A major aspect many tend to ignore is the lack of proper infrastructure support for the farmer. To achieve the desired coffee production goal farmers it requires a collective effort on the part of all stakeholders. This include providing marketing, extensions services, credit facilities and training for coffee farmers.

Finally, yet importantly the availability of credit or the lack of it is a serious concern for the coffee sector. Especially during difficult financial times, coffee sector just like any other has experienced tightened credit conditions. Often misguided perceptions of increased risk have led lenders to reduce the number of loans and the value of loans made, to raise interest rates, reduce exposure, and tighten lending criteria and terms and conditions. This credit crunch has severely hit small landholding farmers for whom formal credit is still out of bounds.

During such times of difficulty farmers use up their savings they have accumulated in cash or kind they obtained during good times. If the income shock is of serious nature, then live stocks or other fixed assets are sold to meet expenses. If the shock is too unbearable to absorb by asset liquidation, the next option would be to borrow from rich landlords and merchants with roof top interest rates. Often households are seen reducing consumption rather than selling of their productive assets.

Risk Management Strategies in Coffee Production Areas

Some of the strategies used to manage the above listed risks by coffee farmers include intercropping, shifting or modifying the environment, selling assets, sharecropping, borrowing money from various institutions, uprooting the more risky coffee trees and replacing them by other less risky trees.

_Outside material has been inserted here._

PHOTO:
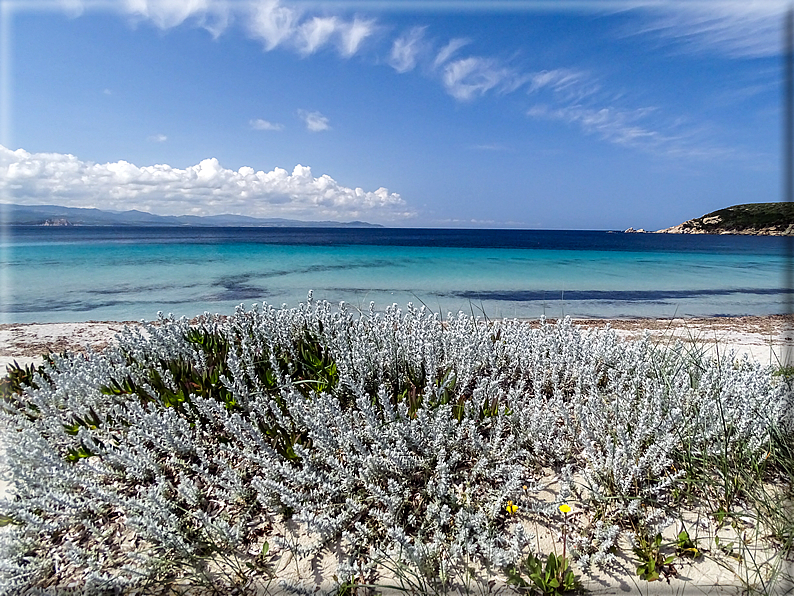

Uprooting is often practiced by coffee farmers when income earned from one crop reduces it is often replaced by less risky crops. But this is practiced less in areas of Jimma and Limmu.

Another often employed strategy by farmers to manage market and production shocks are intercropping, a traditional cropping systems used to diversify and increase crop production per unit area of land. Now more and more households in coffee growing areas have begun to plant other crops along with coffee to minimize their exposure to risks that accompany volatilities in the international market price and natural calamities. The rationale behind intercropping is that if one crop fails the other would keep the household running at least partially.
For instance, in Hararge zones coffee is often planted along with cereals, fruit trees and vegetables as a source of food. This is because the climatic conditions of coffee growing regions are also compatible to growing of cereals, fruit trees and vegetable crops.

Co-operative societies are often cited as the best way to improve the small land holder profitability. They provide farmers with improved market access, better input as well as extension services, and a route to achieve sustainable standards. Also, they play an effective role in supporting coffee farmers by providing accurate price information, inputs and capital infusion and transportation services that many small coffee farmers lack. The member farmers are also paid a fair price for their produce.

Kerchanshe Trading PLC as a company see the value behind providing assistance to the producers in managing risk at each and every stage which would ultimately reflect on the quality of coffee that we provide. The assistance are provided through our NGO, the Buna Qela Charity Organisation under the outreach program the ‘Out Grower Scheme’.

Conclusion

Occurrences of risk is often dynamic and hence its management should be an ongoing process. Rather than focusing on one specific risk it would be advisable to focus on a holistic risk management strategy. There are no ready-made solutions available rather solutions should be tailor made, unique and reflective of the existing market and other conditions.

Success in raising farmer incomes and bringing in investment into the coffee sector, is significantly dependent not merely existing environment in the coffee sector but also on the availability of alternatives in opportunities that may be more inviting and this requires a collective effort from all stakeholders.